Molybdenum disulfide, sulfur-phosphorous additives, and lead additives have been conventionally used in grease for CVJs. Recently, organic molybdenum compounds have been used instead of the above additives, in order to produce grease exhibiting lower vibration or lower friction. Japanese Laid-Open Patent No. 6-184583 discloses a grease composition for CVJs comprising a urea grease, molybdenum dithiophosphate, molybdenum dithiocarbamate, and ZnDTC. Additionally, Japanese Laid-Open Patent No. 4-178499 discloses a grease composition for CVJs comprising a urea thickener, sulfurized molybdenum dialkyldithiocabamate, zinc dithiophosphate, and sorbitan fatty acid esters.

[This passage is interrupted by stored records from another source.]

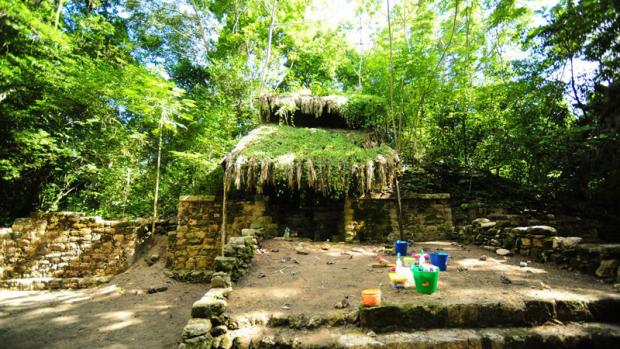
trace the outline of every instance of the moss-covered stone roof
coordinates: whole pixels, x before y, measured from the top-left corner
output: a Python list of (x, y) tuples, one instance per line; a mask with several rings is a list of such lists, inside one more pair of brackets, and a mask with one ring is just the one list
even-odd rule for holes
[(391, 191), (398, 155), (363, 131), (263, 125), (224, 159), (225, 189), (267, 186), (329, 197)]

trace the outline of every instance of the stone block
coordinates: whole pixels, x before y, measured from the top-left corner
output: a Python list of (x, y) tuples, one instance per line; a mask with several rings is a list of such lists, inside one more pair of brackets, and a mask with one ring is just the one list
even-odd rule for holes
[(194, 337), (183, 341), (179, 344), (178, 349), (211, 349), (213, 348), (213, 337), (210, 335), (204, 335), (200, 337)]
[(360, 326), (375, 332), (410, 330), (411, 328), (438, 328), (448, 321), (448, 310), (439, 304), (382, 305), (360, 308)]
[(599, 278), (616, 277), (618, 265), (620, 265), (620, 263), (617, 259), (604, 259), (601, 261), (594, 274)]
[(210, 319), (224, 313), (227, 306), (224, 299), (205, 295), (192, 305), (192, 317)]
[(221, 298), (221, 299), (226, 299), (228, 298), (228, 296), (232, 293), (232, 287), (227, 287), (227, 288), (211, 288), (209, 289), (209, 291), (207, 291), (207, 293), (205, 293), (205, 296), (211, 296), (211, 297), (215, 297), (215, 298)]
[(189, 246), (187, 248), (187, 255), (191, 257), (196, 256), (200, 250), (202, 250), (201, 246)]
[(241, 236), (258, 236), (260, 230), (257, 229), (241, 229)]
[(230, 274), (223, 272), (213, 273), (211, 276), (211, 287), (212, 288), (228, 288), (232, 287), (232, 280), (230, 278)]
[(525, 302), (525, 321), (529, 325), (538, 326), (556, 317), (553, 300), (528, 300)]
[(185, 268), (185, 258), (177, 258), (174, 261), (174, 269), (181, 270), (183, 268)]
[(208, 264), (208, 259), (205, 256), (197, 256), (195, 257), (196, 260), (196, 268), (198, 269), (206, 269), (207, 268), (207, 264)]
[(543, 247), (543, 239), (532, 239), (532, 247)]
[(473, 221), (471, 221), (471, 224), (473, 226), (480, 227), (481, 224), (490, 223), (490, 222), (491, 220), (488, 218), (476, 218)]
[(528, 227), (528, 232), (531, 234), (543, 234), (543, 235), (557, 235), (558, 231), (554, 227), (548, 225), (534, 225)]
[(194, 269), (195, 266), (196, 266), (196, 259), (193, 257), (188, 258), (187, 261), (185, 262), (185, 269), (191, 270), (191, 269)]
[(245, 239), (243, 236), (231, 236), (228, 238), (228, 243), (231, 245), (245, 245)]
[(235, 247), (233, 245), (230, 245), (230, 244), (224, 245), (224, 256), (235, 257), (236, 255), (237, 255), (237, 251), (235, 250)]
[(209, 334), (211, 331), (211, 320), (209, 319), (189, 319), (183, 328), (183, 339), (195, 338)]
[(256, 241), (256, 238), (253, 236), (244, 236), (244, 240), (246, 246), (255, 246), (256, 244), (258, 244), (258, 241)]
[(235, 257), (215, 257), (215, 271), (231, 272), (236, 265)]
[(592, 313), (584, 301), (558, 299), (555, 302), (560, 321), (590, 321), (592, 319)]

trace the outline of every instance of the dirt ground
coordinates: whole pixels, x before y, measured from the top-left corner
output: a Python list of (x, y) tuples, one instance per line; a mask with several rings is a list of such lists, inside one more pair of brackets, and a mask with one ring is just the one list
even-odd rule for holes
[[(165, 246), (162, 238), (147, 255)], [(140, 260), (96, 288), (0, 290), (0, 348), (177, 348), (192, 303), (208, 286), (176, 282), (163, 271), (163, 260), (150, 267)], [(168, 290), (147, 293), (161, 285)]]
[[(476, 246), (449, 242), (420, 243), (425, 251), (442, 249), (451, 260), (441, 273), (439, 289), (422, 295), (394, 290), (387, 270), (371, 268), (378, 245), (304, 242), (308, 255), (295, 253), (299, 242), (268, 240), (263, 254), (231, 294), (233, 316), (252, 314), (328, 314), (346, 296), (352, 307), (360, 291), (379, 287), (387, 303), (507, 301), (525, 297), (592, 298), (615, 294), (595, 278), (530, 262), (500, 257)], [(159, 252), (160, 241), (147, 255)], [(274, 252), (272, 252), (274, 251)], [(277, 251), (277, 252), (275, 252)], [(485, 254), (486, 261), (479, 257)], [(329, 263), (328, 263), (329, 262)], [(87, 290), (0, 290), (0, 348), (176, 348), (191, 305), (206, 285), (179, 283), (163, 275), (163, 261), (149, 267), (140, 260), (109, 284)], [(512, 280), (501, 282), (501, 275)], [(147, 294), (149, 287), (165, 292)], [(284, 308), (283, 308), (284, 307)], [(288, 308), (288, 309), (287, 309)]]
[[(392, 289), (387, 268), (371, 267), (381, 248), (379, 245), (331, 243), (328, 250), (323, 250), (325, 243), (304, 242), (310, 253), (300, 255), (295, 252), (298, 244), (283, 240), (263, 243), (264, 254), (255, 256), (251, 272), (235, 285), (230, 295), (228, 304), (233, 316), (334, 314), (342, 312), (334, 305), (347, 296), (351, 304), (348, 309), (356, 307), (361, 290), (366, 288), (380, 288), (384, 303), (456, 304), (519, 301), (529, 297), (587, 300), (617, 295), (611, 286), (579, 272), (535, 262), (522, 268), (520, 256), (501, 257), (478, 246), (442, 241), (418, 243), (415, 247), (450, 254), (448, 270), (439, 277), (438, 291), (424, 295), (415, 289)], [(488, 256), (487, 260), (481, 261), (481, 255)], [(502, 275), (512, 283), (503, 283)]]

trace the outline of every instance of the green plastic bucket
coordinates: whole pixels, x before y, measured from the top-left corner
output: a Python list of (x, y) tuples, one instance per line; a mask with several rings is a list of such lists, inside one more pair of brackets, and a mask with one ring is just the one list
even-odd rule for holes
[(415, 290), (424, 294), (433, 294), (437, 291), (439, 269), (435, 271), (419, 271), (418, 267), (411, 268), (415, 280)]

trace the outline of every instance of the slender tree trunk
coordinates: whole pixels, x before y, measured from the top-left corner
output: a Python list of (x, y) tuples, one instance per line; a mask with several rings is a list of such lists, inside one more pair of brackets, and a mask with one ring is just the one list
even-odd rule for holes
[(400, 139), (398, 136), (398, 130), (396, 128), (396, 121), (394, 119), (394, 63), (392, 58), (392, 21), (390, 19), (390, 0), (386, 0), (387, 3), (387, 22), (388, 22), (388, 34), (390, 39), (390, 66), (389, 66), (389, 83), (388, 93), (390, 96), (390, 120), (392, 122), (392, 131), (396, 137), (396, 149), (399, 147)]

Although, long drain lubricating oils are now desirable with the aim of achieving a maintanance free lubricating composition, it is becoming an important problem to maintain this in addition to reduced fuel consumption. Engine oils undergo the most severe oxidative deterioration among lubricating oils, and the deterioration starts with the running of the vehicles. Additives also deteriorate along with this oil deterioration. Thus, improvements in the additives are also essential for maintaining the fuel saving properties of lubricating oil. That is, because the use of oil-soluble molybdenum compounds is essential for fuel savings, it is even more important to effectively draw out and maintain the properties of the molybdenum compounds.
Further, the friction of the grease compositions set forth above is not satisfactory and must be further lowered. Demand on greases has shifted to increasingly severe site conditions due to the decreased quantity of grease fillable in smaller and light weight CVJs, higher power output and higher vehicle speeds. Thus, low frictional performance is required for such greases in addition to high durability and high friction resistance.